The two antibodies have set a high bar for inclisiran. In this same population with atherosclerotic cardiovascular disease or risk factors, Repatha lowered LDL by an average of 57% more than placebo after 72 weeks in the FOURIER cardiovascular outcomes trial. Praluent performed similarly, leading to a 55% drop after 48 weeks in the ODYSSEY study.
The Medicines Company is confident inclisiran can come through. Long-term data from Phase 2 trials has detected LDL-lowering of more than 50% up to three years after treatment, with no safety signals. Based on those LDL reductions, the company predicted that in the ORION-11 population the risk of cardiovascular events would be reduced 31%, although that will likely need to be proven through a long-term outcomes study, as Amgen did with FOURIER and Sanofi and Regeneron did with ODYSSEY.
Repatha and Praluent both reduced the risk of cardiovascular death and complications by 15%, similar to the combination of Zocor and Zetia, now off-patent drugs that reduced the risk of heart attacks by 13% and strokes by 21% in the IMPROVE-IT trial. The modest improvement is one of the reasons the prices of both Repatha and Praluent have been cut from their initial prices of about $14,000 to around $6,000 a year.
The Medicines Company may have two advantages. The first is that inclisiran, a type of drug called an oligonucleotide, may be cheaper to produce than antibodies, and thus may be profitable at a lower price.
“They talk about how they have a lot more flexibility around pricing,” Dara Lundon, an analyst with Evercore ISI, said in an interview with BioPharma Dive.
Inclisiran also would not need to be refrigerated as antibodies are, potentially reducing distribution costs.
The second is the dosing frequency, which is twice a year once patients hit the maintenance phase. In the past, executives have said this could easily correspond with visits to cardiologists, meaning patients would not have to remember to take the drug as they do with PCSK9s or statins.
The exact value of twice a year dosing to patients, physicians or payers is an unanswered question, though.
Ethan Weiss, a cardiologist at University of California-San Francisco, told BioPharma Dive: “I don’t see taking 24 injections a year as a significant problem for my patients. In some ways, the cadence of it is good and they can remember it.”

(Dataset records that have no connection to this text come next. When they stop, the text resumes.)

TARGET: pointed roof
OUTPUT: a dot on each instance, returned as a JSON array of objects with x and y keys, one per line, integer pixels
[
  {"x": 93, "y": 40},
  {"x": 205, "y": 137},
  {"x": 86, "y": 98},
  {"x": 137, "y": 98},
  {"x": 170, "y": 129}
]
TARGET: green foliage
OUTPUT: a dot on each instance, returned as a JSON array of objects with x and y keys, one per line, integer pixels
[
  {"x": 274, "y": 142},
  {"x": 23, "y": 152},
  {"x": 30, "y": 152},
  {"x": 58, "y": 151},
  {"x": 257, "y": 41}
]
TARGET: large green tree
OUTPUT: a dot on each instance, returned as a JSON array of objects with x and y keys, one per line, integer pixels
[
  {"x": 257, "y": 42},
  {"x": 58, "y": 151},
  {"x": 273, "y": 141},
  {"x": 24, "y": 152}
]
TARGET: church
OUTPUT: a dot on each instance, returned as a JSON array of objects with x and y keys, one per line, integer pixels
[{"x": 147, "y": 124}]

Price could emerge as the most compelling factor. “With everything else, cost ends up being the big or final arbiter, and in this case it probably will be as well,” he added.
The track record of Repatha and Praluent prove Weiss’ point well. Both drugs launched to blockbuster sales expectations, yet struggled with resistance from insurers on price and low patient uptake. Even now, four years on from the drugs’ market arrival and after multiple price adjustments, revenue earned from each remains modest.
September’s results will give investors an answer to whether The Medicines Company’s bet can succeed in the clinic. But whether the biotech has a profitable future ahead might depend just as much on whether it can learn from Amgen, Sanofi and Regeneron’s commercial missteps.